Hot Topic: β-Subunit of the voltage-gated Ca2+ channel Cav1.2 drives signaling to the nucleus via H-Ras

This paper [1] extends previous studies demonstrating a key role of voltage-gated L-type Ca2+ channels in the modulation of activity-dependent gene transcription. Earlier work in cultured neurons had already shown that L-type channel activity is required to activate gene expression through different signaling pathways, including the Ras/MAPK pathway [2-4]. This is confirmed in the present study (primarily in experiments with HEK-293 cells) but there are important differences in the way nuclear signaling gets activated. In contrast to previous models [2], it is shown that the Ras/MAPK pathway is turned on by a direct physical interaction of the L-type channel (only Cav1.2 was studied) with Ras through the channel’s beta-subunit. Moreover, this interaction requires binding of extracellular Ca2+ to the pore-forming alpha1-subunit but no Ca2+ influx through the channel. Also no binding of calmodulin to the channel is required. This strongly suggests a direct conformational coupling of Cav1.2 to Ras activation and adds to other evidence of conformational coupling of L-type Ca2+ channels [5-6]. However, further experiments are required to demonstrate that this mechanism also exists in neurons.

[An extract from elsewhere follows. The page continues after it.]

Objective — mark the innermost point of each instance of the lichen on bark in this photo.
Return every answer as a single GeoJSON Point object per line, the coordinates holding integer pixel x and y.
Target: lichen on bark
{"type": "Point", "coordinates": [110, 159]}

Comments by Jörg Striessnig, University of Innsbruck

(1) Servili E et al. (2018). β-Subunit of the voltage-gated Ca2+ channel Cav1.2 drives signaling to the nucleus via H-Ras. Proc Natl Acad Sci USA, 115(37):E8624-E8633. doi: 10.1073/pnas.1805380115. [PMID: 30150369]

(2) Dolmetsch RE et al. (2001). Signaling to the nucleus by an L-type calcium channel-calmodulin complex through the MAP kinase pathway. Science, 294(5541):333-9. [PMID: 11598293]

(3) Wu GY et al. (2018). Activity-dependent CREB phosphorylation: convergence of a fast, sensitive calmodulin kinase pathway and a slow, less sensitive mitogen-activated protein kinase pathway. Cold Spring Harbor Perspect Biol, 98(5):2808-13. [PMID: 11226322]

(4) Hagenston AM & Bading H (2018). Calcium signaling in synapse-to-nucleus communication. Mol Pharmacol, 3(11):a004564. doi: 10.1101/cshperspect.a004564. [Epub ahead of print]. [PMID: 30021858]

(5) Krey JF et al. (2013). Timothy syndrome is associated with activity-dependent dendritic retraction in rodent and human neurons. Nat Neurosci 16:201-9. [PMID: 23313911]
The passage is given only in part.